Zambian farmers say the approval of the electricity price hike of 75% by the country’s energy regulator will spell doom for the agriculture sector.
The ERB acting board chairperson yesterday announced that the power tariff adjustment applied to all consumer categories, excluding mines, where negotiations are continuing with the national power company, ZESCO.
Famers slammed the ERB’s decision for the massive hike. It will be implemented in two phases: a 50% increase from May 15 2017 and a further 25% rise on September 1.
“The cost of farming across the value chain has become untenable,” said the CEO of a large commercial agro entity, speaking on condition of anonymity.

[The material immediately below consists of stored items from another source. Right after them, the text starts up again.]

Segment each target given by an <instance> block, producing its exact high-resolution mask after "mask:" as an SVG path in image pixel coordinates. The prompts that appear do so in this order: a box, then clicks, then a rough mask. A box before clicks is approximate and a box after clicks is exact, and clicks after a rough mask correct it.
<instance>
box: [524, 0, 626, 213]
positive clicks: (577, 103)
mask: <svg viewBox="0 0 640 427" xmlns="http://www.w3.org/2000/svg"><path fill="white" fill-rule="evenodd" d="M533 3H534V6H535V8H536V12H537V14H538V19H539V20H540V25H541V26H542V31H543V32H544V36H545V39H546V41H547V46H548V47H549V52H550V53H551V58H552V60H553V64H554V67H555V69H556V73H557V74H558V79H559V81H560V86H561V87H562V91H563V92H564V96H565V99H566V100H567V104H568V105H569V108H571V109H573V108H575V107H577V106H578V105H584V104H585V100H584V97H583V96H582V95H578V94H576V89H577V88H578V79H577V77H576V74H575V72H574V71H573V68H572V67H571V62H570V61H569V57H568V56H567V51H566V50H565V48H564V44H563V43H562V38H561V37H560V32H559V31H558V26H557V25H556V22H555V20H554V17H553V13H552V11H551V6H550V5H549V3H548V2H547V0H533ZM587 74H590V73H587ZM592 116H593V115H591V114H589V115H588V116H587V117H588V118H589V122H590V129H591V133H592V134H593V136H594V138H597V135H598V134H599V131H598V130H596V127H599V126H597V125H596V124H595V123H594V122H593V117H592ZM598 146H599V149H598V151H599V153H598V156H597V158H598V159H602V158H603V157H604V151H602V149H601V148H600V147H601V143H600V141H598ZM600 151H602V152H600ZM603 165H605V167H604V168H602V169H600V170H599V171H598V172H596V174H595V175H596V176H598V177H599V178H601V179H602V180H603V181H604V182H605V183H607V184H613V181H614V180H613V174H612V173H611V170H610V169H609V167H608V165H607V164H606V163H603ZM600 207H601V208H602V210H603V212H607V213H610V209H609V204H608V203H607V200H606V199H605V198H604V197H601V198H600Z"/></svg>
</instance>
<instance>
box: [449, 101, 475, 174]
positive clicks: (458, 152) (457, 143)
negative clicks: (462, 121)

He predicts a huge scale-down in production and a hike in food prices, including the national staple, mealie-meal.
“We are fed up with this situation. Our concerns have been completely ignored,” said a commercial farmer.
His sentiment is shared by other farmers interviewed by africanfarming.com.
The Zambia National Farmers Union (ZNFU) and the Millers Association of Zambia (MAZ) opposed the price hike, saying it will stifle growth of the agriculture sector. Both ZNFU and MAZ made numerous submissions calling for irrigation and production-specific tariffs. It was ignored by ZESCO and ERB.
The Zambian government defends the significant power price hike as necessary to address the power deficit by attracting more investments to the sector.
The tariff adjustment will enable ZESCO to generate up to K9.4 billion in revenue in the first year of implementation. This will reduce the net profit loss of K615 million incurred by the company in 2016 by K400 million.